Refine event pipeline at this time refines data in hourly partitions without knowing if the partition is complete
Closed, ResolvedPublic
Actions

Assigned To

Authored By

	• Nuria
	May 12 2020, 7:37 PM

Description

Refine event pipeline refines raw data in hourly partitions without knowing if the partition is complete as there is no marker that tells the refine flows that import from kafka for that hour is has completed.

This becomes specially problematic in the case of data center switches for jobs that need to consume data for one topic from two different data-center prefixed partitions as data would be split across two hours.

The webrequest refine peipeline does not have this issue cause it uses the CamusPartitionChecker[1] to asses whether the hour is completely imported from kafka and ready to be refined. We should augment the event refine workflow to take advantage of this. Now, we have very many topics with few events and for those a check like this one would fail as some hours might be totally empty so using the partition checker widely implies that we have done the work to have canary events in all topics. T250844: MEP: canary events so we know events are flowing through pipeline

[1] https://github.com/wikimedia/analytics-refinery-source/blob/master/refinery-camus/src/main/scala/org/wikimedia/analytics/refinery/camus/CamusPartitionChecker.scala

Related Objects
Search...

Status	Assigned	Task
Resolved	Ottomata	T251609 Automate ingestion and refinement into Hive of event data from Kafka using stream configs and canary/heartbeat events
Resolved	Ottomata	T266798 [Event Platform] Enable canary events for all MediaWiki streams
Resolved	Ottomata	T252585 Refine event pipeline at this time refines data in hourly partitions without knowing if the partition is complete

Event Timeline

• Nuria created this task.May 12 2020, 7:37 PM

Restricted Application added a subscriber: Aklapper. · View Herald TranscriptMay 12 2020, 7:37 PM

ping @Milimetric , this ticket documents our recent discussion in batcave about issues brought up on the events recent job. (cc @JAllemandou and @Ottomata )

Ok, so I don't see any reason to block work on the wikidata item_page_link improvement until we have this working perfectly. For me, as long as this solution is coming down the pipeline, I'm ok with a workaround for now. So the question is, what workaround would work? If we hardcode the datacenter, we'd have to know for each hour which dataset to use, otherwise the dependent jobs could wait forever on the wrong empty folder.

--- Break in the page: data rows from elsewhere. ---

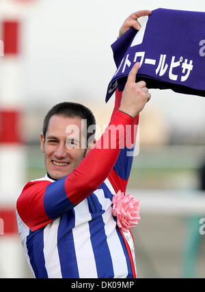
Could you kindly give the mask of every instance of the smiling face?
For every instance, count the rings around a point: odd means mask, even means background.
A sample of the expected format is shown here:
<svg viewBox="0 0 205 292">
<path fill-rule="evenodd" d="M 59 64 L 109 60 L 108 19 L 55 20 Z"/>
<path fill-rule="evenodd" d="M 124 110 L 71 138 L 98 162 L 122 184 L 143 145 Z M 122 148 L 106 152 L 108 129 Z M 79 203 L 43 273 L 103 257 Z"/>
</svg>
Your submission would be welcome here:
<svg viewBox="0 0 205 292">
<path fill-rule="evenodd" d="M 78 129 L 71 134 L 70 127 Z M 44 153 L 46 171 L 50 176 L 59 180 L 70 173 L 85 156 L 81 149 L 81 119 L 79 117 L 51 117 L 46 137 L 40 135 L 41 150 Z"/>
</svg>

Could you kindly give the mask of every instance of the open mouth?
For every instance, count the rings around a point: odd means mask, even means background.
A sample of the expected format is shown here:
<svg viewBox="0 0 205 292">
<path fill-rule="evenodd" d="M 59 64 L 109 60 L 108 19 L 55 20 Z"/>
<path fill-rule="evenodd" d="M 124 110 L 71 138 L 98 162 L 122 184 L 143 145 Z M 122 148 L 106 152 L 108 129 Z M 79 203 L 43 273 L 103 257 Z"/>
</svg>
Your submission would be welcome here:
<svg viewBox="0 0 205 292">
<path fill-rule="evenodd" d="M 51 160 L 51 161 L 54 165 L 56 165 L 57 167 L 66 167 L 70 165 L 70 162 L 60 162 L 59 161 L 55 161 L 55 160 Z"/>
</svg>

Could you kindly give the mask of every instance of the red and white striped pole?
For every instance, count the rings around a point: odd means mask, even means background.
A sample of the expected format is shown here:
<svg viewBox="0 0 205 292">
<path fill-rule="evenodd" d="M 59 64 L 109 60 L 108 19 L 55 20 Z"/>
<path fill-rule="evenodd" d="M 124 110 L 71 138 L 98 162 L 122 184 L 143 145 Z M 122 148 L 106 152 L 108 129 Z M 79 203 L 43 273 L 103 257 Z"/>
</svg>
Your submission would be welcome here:
<svg viewBox="0 0 205 292">
<path fill-rule="evenodd" d="M 23 278 L 27 266 L 15 214 L 18 193 L 26 182 L 20 8 L 14 0 L 4 2 L 6 8 L 0 14 L 0 278 Z"/>
</svg>

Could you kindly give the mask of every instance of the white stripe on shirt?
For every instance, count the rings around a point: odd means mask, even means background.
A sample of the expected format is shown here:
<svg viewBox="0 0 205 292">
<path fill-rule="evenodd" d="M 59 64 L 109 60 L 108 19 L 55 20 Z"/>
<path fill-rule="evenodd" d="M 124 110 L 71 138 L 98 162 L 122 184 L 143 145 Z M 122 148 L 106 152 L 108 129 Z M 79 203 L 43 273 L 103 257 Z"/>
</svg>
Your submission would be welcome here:
<svg viewBox="0 0 205 292">
<path fill-rule="evenodd" d="M 89 221 L 92 219 L 87 199 L 74 207 L 75 228 L 72 230 L 79 278 L 98 278 L 90 241 Z M 83 222 L 82 222 L 83 221 Z M 89 273 L 87 273 L 89 271 Z"/>
</svg>

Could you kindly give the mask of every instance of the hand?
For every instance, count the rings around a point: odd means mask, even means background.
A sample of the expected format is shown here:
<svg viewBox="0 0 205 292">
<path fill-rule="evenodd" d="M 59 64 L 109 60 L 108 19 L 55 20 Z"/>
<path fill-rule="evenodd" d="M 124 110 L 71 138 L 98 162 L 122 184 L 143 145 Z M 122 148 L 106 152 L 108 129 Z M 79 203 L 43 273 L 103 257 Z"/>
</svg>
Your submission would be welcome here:
<svg viewBox="0 0 205 292">
<path fill-rule="evenodd" d="M 124 22 L 122 25 L 118 38 L 124 34 L 127 30 L 128 30 L 131 27 L 133 27 L 137 30 L 139 30 L 141 28 L 140 24 L 137 21 L 137 19 L 141 16 L 146 16 L 148 15 L 151 14 L 152 11 L 150 10 L 139 10 L 137 12 L 132 13 Z"/>
<path fill-rule="evenodd" d="M 133 118 L 144 108 L 146 104 L 150 99 L 151 95 L 146 87 L 144 81 L 135 82 L 136 75 L 140 63 L 135 64 L 128 76 L 126 84 L 122 93 L 119 110 Z"/>
</svg>

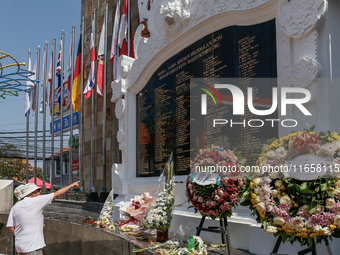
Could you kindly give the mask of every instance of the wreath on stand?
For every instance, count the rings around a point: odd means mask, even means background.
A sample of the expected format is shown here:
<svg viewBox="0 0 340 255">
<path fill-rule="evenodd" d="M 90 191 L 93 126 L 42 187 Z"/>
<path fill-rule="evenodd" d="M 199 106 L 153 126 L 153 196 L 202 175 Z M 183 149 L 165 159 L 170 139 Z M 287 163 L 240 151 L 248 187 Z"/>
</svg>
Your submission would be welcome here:
<svg viewBox="0 0 340 255">
<path fill-rule="evenodd" d="M 319 163 L 306 161 L 311 157 Z M 266 232 L 308 247 L 314 238 L 321 243 L 340 237 L 340 179 L 334 178 L 340 173 L 338 133 L 312 128 L 271 140 L 256 165 L 267 176 L 259 171 L 245 181 L 241 205 L 249 206 Z"/>
</svg>

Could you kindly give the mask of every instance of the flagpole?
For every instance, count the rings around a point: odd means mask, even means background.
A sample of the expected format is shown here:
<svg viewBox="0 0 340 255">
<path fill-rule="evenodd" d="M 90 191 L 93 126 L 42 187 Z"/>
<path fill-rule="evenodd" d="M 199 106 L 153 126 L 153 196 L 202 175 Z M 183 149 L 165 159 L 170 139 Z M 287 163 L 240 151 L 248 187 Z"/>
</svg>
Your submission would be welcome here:
<svg viewBox="0 0 340 255">
<path fill-rule="evenodd" d="M 93 41 L 94 45 L 96 45 L 96 10 L 93 11 L 93 20 L 94 20 L 94 28 L 93 28 Z M 96 66 L 96 63 L 94 64 L 94 68 Z M 94 73 L 96 73 L 96 70 L 94 70 Z M 93 168 L 94 168 L 94 88 L 92 89 L 91 94 L 91 171 L 90 171 L 90 191 L 94 192 L 94 186 L 93 186 Z"/>
<path fill-rule="evenodd" d="M 64 30 L 61 32 L 61 53 L 60 53 L 60 188 L 63 187 L 63 150 L 64 150 Z"/>
<path fill-rule="evenodd" d="M 83 104 L 84 104 L 84 16 L 81 21 L 81 61 L 80 61 L 80 111 L 79 111 L 79 189 L 83 189 Z"/>
<path fill-rule="evenodd" d="M 43 100 L 43 103 L 44 103 L 44 105 L 43 105 L 43 171 L 42 171 L 42 173 L 43 173 L 43 188 L 45 188 L 45 171 L 46 171 L 46 160 L 45 160 L 45 150 L 46 150 L 46 134 L 45 134 L 45 132 L 46 132 L 46 93 L 47 93 L 47 91 L 46 91 L 46 88 L 47 88 L 47 77 L 46 77 L 46 74 L 47 74 L 47 41 L 45 42 L 45 49 L 44 49 L 44 63 L 43 63 L 43 65 L 44 65 L 44 73 L 42 74 L 43 75 L 43 77 L 44 77 L 44 84 L 43 84 L 43 88 L 44 88 L 44 90 L 43 90 L 43 98 L 44 98 L 44 100 Z"/>
<path fill-rule="evenodd" d="M 36 95 L 35 95 L 35 147 L 34 147 L 34 183 L 37 184 L 37 153 L 38 153 L 38 114 L 39 114 L 39 68 L 40 68 L 40 46 L 38 46 L 38 53 L 37 53 L 37 74 L 35 88 L 36 88 Z"/>
<path fill-rule="evenodd" d="M 52 141 L 51 141 L 51 161 L 52 161 L 52 165 L 51 165 L 51 176 L 52 176 L 52 189 L 54 188 L 54 86 L 55 86 L 55 44 L 56 44 L 56 39 L 53 38 L 53 47 L 52 47 L 52 95 L 50 95 L 51 97 L 51 129 L 52 129 Z"/>
<path fill-rule="evenodd" d="M 31 69 L 30 63 L 31 63 L 31 50 L 28 50 L 28 68 L 27 68 L 28 71 L 31 71 L 31 70 L 29 70 L 29 69 Z M 30 93 L 30 90 L 31 89 L 28 89 L 28 92 L 26 92 L 26 93 Z M 30 98 L 30 96 L 29 96 L 29 98 Z M 31 102 L 29 102 L 29 103 L 31 103 Z M 31 107 L 31 106 L 29 106 L 29 107 Z M 29 144 L 29 132 L 30 132 L 29 131 L 30 130 L 29 111 L 30 110 L 28 110 L 28 113 L 26 114 L 26 183 L 28 183 L 28 180 L 30 179 L 29 169 L 28 169 L 28 166 L 29 166 L 28 165 L 28 150 L 29 150 L 28 144 Z"/>
<path fill-rule="evenodd" d="M 127 16 L 127 26 L 128 26 L 128 29 L 127 29 L 127 31 L 128 31 L 128 41 L 127 41 L 127 46 L 128 46 L 128 56 L 130 57 L 131 55 L 131 52 L 130 52 L 130 45 L 131 45 L 131 38 L 130 38 L 130 33 L 131 33 L 131 31 L 130 31 L 130 0 L 127 0 L 128 1 L 128 16 Z"/>
<path fill-rule="evenodd" d="M 103 81 L 103 192 L 106 192 L 106 62 L 107 62 L 107 16 L 108 5 L 105 8 L 104 31 L 104 81 Z"/>
<path fill-rule="evenodd" d="M 71 80 L 70 80 L 70 89 L 72 91 L 72 87 L 73 87 L 73 78 L 74 78 L 74 47 L 75 47 L 75 25 L 73 24 L 72 26 L 72 46 L 71 46 L 71 52 L 69 54 L 71 55 Z M 72 169 L 72 159 L 73 159 L 73 104 L 72 104 L 72 100 L 71 100 L 71 94 L 70 94 L 70 132 L 71 132 L 71 142 L 70 142 L 70 149 L 69 149 L 69 154 L 70 154 L 70 162 L 69 162 L 69 184 L 73 183 L 73 169 Z"/>
</svg>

Another solution is to run a delayed job for each event dataset that we need. This would check a folder that has datacenter=eqiad / datacenter=codfw for 4 hours ago. And writes a success flag in datacenter=all/year=.../month=.../day=.../hour=4-hours-ago.

What does everyone think?

Another solution is to run a delayed job for each event dataset that we need. This would check a folder that has datacenter=eqiad / datacenter=codfw for 4 hours ago. And writes a success flag in datacenter=all/year=.../month=.../day=.../hour=4-hours-ago.

moving the datacenter switch to an oozie workflow, on my opinion, seems brittle. Let's discuss on the other ticket.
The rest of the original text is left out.